In the latest episode of the RiYL podcast, Brian Heater interviews the author of multiple Kafka adaptations and a sketchbook diary chronicling his time in Mexico.

Every time I speak to Peter Kuper, the conversation invariably turns to New York — or, as is often the case, begins there. It's my own fault. I've got this insatiable need to ask fellow residents, artists in particular, what keeps them in the city's orbit. Kuper is a particularly interesting case study, having left the city — and country — in 2006, for a life in Mexico.

It was, as one might, expect, a multifaceted decision to move his entire family down to Oaxaca, in part an attempt to expose his daughter to another language and culture — and certainly leaving the country at the height of George W. Bush's second term was seen as a net positive for the oft political cartoonist. A few years later, the Kupers found themselves back in New York, but the experience generated, amongst other things, the lovely Diario De Oaxaca, a sketchbook diary chronicling Kuper's time in Mexico, immersed himself in the area's stunning counter-cultural murals.

More recently, Kuper returned to the book's publisher, PM Press, in hopes of helping to anthologize World War 3 Illustrated, the progressive comics anthology he co-founded with fellow New York cartoonist, Seth Tobocman.
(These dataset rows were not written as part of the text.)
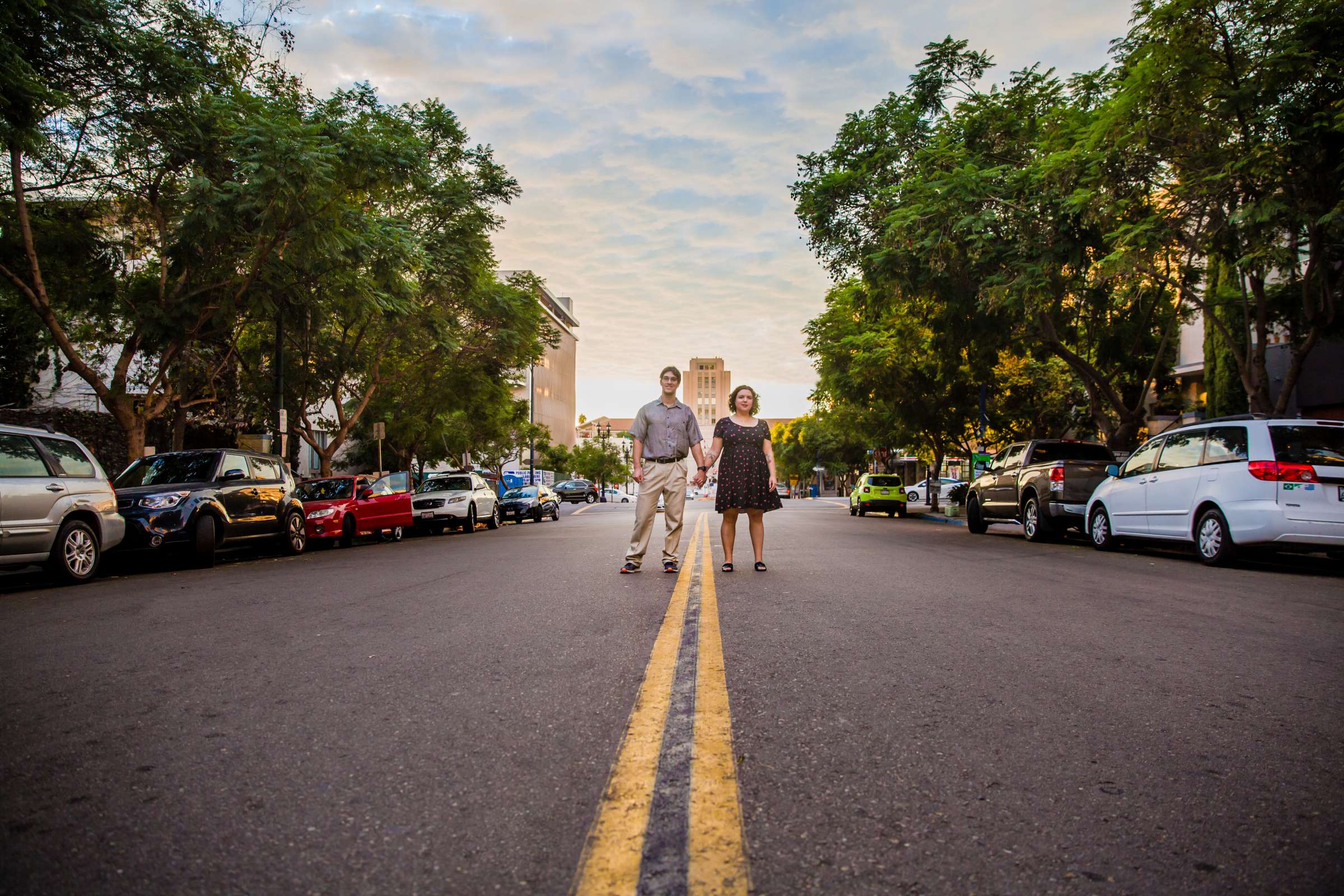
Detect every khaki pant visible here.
[625,461,685,566]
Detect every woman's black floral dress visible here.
[713,417,783,513]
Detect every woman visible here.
[704,385,782,572]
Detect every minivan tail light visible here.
[1246,461,1316,482]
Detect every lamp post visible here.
[597,423,612,504]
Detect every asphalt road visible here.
[0,501,1344,896]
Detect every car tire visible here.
[283,512,308,558]
[47,520,102,584]
[1021,494,1055,544]
[1088,504,1119,551]
[1195,508,1236,567]
[191,513,215,570]
[967,497,989,535]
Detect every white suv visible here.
[1088,414,1344,566]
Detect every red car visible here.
[295,473,411,548]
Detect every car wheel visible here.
[285,513,308,556]
[1021,496,1055,543]
[192,513,215,570]
[967,498,989,535]
[1088,504,1119,551]
[47,520,101,584]
[1195,508,1236,567]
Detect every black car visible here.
[554,479,597,504]
[113,449,308,567]
[500,485,561,522]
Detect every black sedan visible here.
[555,479,597,504]
[500,485,561,522]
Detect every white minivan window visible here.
[1119,438,1163,478]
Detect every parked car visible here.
[113,449,308,567]
[906,475,961,501]
[967,439,1116,542]
[295,473,413,548]
[850,473,907,517]
[1088,414,1344,566]
[411,473,501,535]
[552,479,597,504]
[500,485,561,522]
[0,426,127,583]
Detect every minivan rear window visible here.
[1029,442,1116,464]
[1269,426,1344,466]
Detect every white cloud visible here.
[289,0,1130,417]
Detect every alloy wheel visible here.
[1199,517,1223,558]
[64,529,98,579]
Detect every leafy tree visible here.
[1095,0,1344,414]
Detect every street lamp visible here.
[597,423,612,504]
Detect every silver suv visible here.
[0,424,127,582]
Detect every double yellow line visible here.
[572,513,750,896]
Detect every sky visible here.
[288,0,1130,418]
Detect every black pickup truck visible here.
[967,439,1116,542]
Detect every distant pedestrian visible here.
[621,367,710,572]
[707,385,783,572]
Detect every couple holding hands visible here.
[621,367,781,572]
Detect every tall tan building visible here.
[682,357,732,438]
[498,270,579,446]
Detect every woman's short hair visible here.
[729,383,760,417]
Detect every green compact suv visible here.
[850,473,906,517]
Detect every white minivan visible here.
[1088,414,1344,566]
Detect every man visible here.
[621,367,710,572]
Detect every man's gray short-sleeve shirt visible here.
[631,399,702,459]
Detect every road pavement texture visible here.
[0,501,1344,895]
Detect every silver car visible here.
[0,424,127,583]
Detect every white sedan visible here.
[906,475,961,501]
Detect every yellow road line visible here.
[687,518,752,896]
[571,515,706,896]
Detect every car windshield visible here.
[295,475,355,501]
[419,475,472,494]
[1031,442,1116,464]
[1269,426,1344,466]
[113,451,219,489]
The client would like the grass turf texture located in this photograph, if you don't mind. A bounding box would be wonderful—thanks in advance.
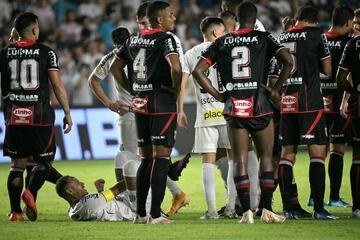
[0,153,360,240]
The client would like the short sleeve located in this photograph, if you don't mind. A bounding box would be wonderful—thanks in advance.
[266,33,284,56]
[201,39,219,66]
[92,52,114,80]
[163,34,179,58]
[319,33,331,60]
[47,49,59,70]
[339,40,355,71]
[182,51,191,74]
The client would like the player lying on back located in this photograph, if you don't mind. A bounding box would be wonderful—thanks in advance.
[56,151,188,221]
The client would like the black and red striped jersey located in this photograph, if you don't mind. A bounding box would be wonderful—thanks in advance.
[320,32,351,113]
[339,36,360,117]
[202,28,283,118]
[0,40,59,126]
[279,26,331,114]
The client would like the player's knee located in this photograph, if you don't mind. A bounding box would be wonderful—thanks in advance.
[115,151,140,169]
[123,160,140,177]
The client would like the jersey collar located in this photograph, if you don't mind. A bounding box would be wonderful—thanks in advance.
[140,28,165,35]
[287,25,306,32]
[14,40,36,47]
[232,28,254,34]
[325,31,341,38]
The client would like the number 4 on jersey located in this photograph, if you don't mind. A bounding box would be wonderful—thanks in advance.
[134,48,147,81]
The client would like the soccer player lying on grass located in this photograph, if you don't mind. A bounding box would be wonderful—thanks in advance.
[56,152,189,221]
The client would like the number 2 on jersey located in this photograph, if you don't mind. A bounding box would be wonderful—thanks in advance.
[283,42,296,74]
[231,47,251,79]
[9,59,39,90]
[134,48,147,80]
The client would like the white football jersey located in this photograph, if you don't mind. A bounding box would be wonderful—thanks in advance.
[182,42,226,127]
[69,193,135,221]
[93,49,135,121]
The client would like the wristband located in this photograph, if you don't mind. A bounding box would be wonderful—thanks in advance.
[101,189,115,202]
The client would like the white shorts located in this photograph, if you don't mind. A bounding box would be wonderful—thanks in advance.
[119,117,138,154]
[193,125,231,153]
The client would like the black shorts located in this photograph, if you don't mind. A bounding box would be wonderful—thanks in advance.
[273,111,281,157]
[325,113,350,144]
[280,110,328,146]
[225,114,272,133]
[348,117,360,148]
[135,113,177,147]
[4,125,56,163]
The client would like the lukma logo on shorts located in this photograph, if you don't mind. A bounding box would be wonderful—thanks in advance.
[204,110,224,120]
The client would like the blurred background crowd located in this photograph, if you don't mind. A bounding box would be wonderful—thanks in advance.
[0,0,360,107]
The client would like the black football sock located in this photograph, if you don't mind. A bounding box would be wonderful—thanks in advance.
[25,163,35,188]
[278,158,294,212]
[328,152,344,201]
[136,158,153,217]
[150,158,170,218]
[260,171,274,211]
[28,164,51,201]
[7,167,24,213]
[350,159,360,211]
[46,166,62,184]
[234,175,250,212]
[309,157,325,212]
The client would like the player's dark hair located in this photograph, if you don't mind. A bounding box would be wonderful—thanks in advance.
[136,1,149,19]
[146,1,170,25]
[297,5,319,23]
[222,0,243,14]
[200,17,225,34]
[218,11,236,20]
[55,175,72,200]
[14,12,38,36]
[236,2,257,26]
[111,27,130,46]
[331,7,354,26]
[354,8,360,17]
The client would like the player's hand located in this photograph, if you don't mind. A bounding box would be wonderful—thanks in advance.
[261,84,281,110]
[177,112,188,128]
[63,113,73,134]
[340,101,349,118]
[94,178,105,193]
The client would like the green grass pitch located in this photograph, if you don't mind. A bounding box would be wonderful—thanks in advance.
[0,153,360,240]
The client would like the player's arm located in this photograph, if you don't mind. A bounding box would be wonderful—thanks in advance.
[101,180,126,202]
[192,58,225,102]
[177,72,189,128]
[166,54,182,96]
[49,70,73,133]
[88,62,126,113]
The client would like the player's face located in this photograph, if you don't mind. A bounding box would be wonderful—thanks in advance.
[214,24,226,38]
[159,7,176,31]
[68,177,88,199]
[136,17,150,30]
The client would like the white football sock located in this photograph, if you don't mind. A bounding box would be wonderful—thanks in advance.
[166,177,181,197]
[248,150,261,210]
[226,160,237,210]
[215,157,229,189]
[202,163,217,214]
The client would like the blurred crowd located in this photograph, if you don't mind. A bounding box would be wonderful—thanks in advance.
[0,0,360,106]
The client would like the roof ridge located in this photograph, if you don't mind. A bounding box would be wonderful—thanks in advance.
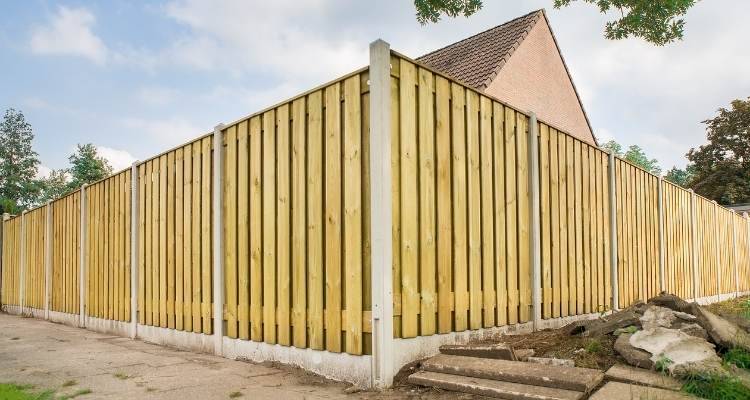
[417,8,544,60]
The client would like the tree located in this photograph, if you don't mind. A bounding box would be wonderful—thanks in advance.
[36,169,70,204]
[414,0,697,46]
[68,143,112,190]
[0,108,39,213]
[687,97,750,204]
[664,165,693,187]
[602,140,661,175]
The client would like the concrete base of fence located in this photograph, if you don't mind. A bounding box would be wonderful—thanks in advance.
[86,317,130,336]
[136,323,215,354]
[49,310,81,328]
[223,336,372,388]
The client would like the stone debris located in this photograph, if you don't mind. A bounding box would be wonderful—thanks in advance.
[440,343,517,361]
[526,357,576,367]
[604,365,682,390]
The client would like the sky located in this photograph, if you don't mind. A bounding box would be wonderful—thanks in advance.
[0,0,750,174]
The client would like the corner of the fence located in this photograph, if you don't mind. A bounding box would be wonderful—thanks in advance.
[369,39,398,388]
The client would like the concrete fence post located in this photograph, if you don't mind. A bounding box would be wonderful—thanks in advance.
[44,201,55,319]
[529,112,542,331]
[732,210,740,298]
[607,150,620,310]
[130,161,140,339]
[713,200,721,301]
[18,211,26,314]
[212,124,224,356]
[78,184,88,328]
[689,189,700,301]
[370,40,395,388]
[656,176,667,292]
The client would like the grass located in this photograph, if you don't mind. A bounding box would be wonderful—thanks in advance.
[682,375,750,400]
[722,348,750,369]
[0,383,55,400]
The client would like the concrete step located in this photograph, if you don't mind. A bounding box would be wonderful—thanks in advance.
[440,343,516,361]
[604,365,682,390]
[408,371,584,400]
[589,382,698,400]
[422,354,604,393]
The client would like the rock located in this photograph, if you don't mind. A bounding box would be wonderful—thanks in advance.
[563,308,641,336]
[589,382,696,400]
[604,365,682,390]
[692,304,750,351]
[648,292,695,315]
[526,357,576,367]
[440,343,516,361]
[614,333,654,369]
[630,327,721,373]
[513,349,534,361]
[673,322,708,340]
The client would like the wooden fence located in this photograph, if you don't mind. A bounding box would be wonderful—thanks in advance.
[0,46,750,366]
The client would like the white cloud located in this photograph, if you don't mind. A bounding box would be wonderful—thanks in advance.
[96,146,136,171]
[30,6,107,64]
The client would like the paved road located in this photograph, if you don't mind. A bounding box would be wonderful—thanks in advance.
[0,314,364,400]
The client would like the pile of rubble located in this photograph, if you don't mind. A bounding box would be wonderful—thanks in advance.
[563,293,750,377]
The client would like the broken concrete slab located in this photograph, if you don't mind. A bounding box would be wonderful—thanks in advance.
[422,354,604,393]
[693,305,750,351]
[589,382,695,400]
[407,371,584,400]
[513,349,534,361]
[526,357,576,367]
[614,334,654,369]
[440,343,517,361]
[604,364,682,390]
[630,327,721,373]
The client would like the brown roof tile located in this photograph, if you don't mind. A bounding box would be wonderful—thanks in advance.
[417,10,543,90]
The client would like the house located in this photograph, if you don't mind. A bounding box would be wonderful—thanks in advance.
[417,10,596,144]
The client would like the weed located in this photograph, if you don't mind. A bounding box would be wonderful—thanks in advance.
[722,347,750,369]
[682,375,750,400]
[113,371,130,380]
[654,356,674,372]
[586,339,602,354]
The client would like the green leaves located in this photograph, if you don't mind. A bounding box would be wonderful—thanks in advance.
[414,0,482,25]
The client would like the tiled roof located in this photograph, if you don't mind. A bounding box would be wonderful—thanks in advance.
[417,10,543,90]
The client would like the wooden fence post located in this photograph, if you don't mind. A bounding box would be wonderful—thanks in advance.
[44,201,54,319]
[605,150,620,311]
[713,200,721,301]
[211,124,224,356]
[732,210,740,298]
[528,112,542,331]
[130,161,140,339]
[689,189,699,301]
[18,210,26,314]
[370,40,394,388]
[78,184,88,328]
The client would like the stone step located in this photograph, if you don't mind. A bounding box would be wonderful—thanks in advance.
[589,382,698,400]
[604,365,682,390]
[422,354,604,393]
[407,371,584,400]
[440,343,516,361]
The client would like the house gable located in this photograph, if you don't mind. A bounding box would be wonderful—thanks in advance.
[484,13,596,144]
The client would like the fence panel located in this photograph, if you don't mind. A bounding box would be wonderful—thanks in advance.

The process was a touch more complicated, and when we sat down to speak at the MoCCA Arts Festival back in April, the duo had recently completed a successful Kickstarter campaign.

Even outside the long-running anthology, Kuper's career has long been both fascinating and diverse, from multiple Kafka adaptations and his 2007 semi-autobiographical Stop Forgetting To Remember to an on-going stint as Mad Magazine's Spy Versus Spy artist. So, you know, plenty to talk about.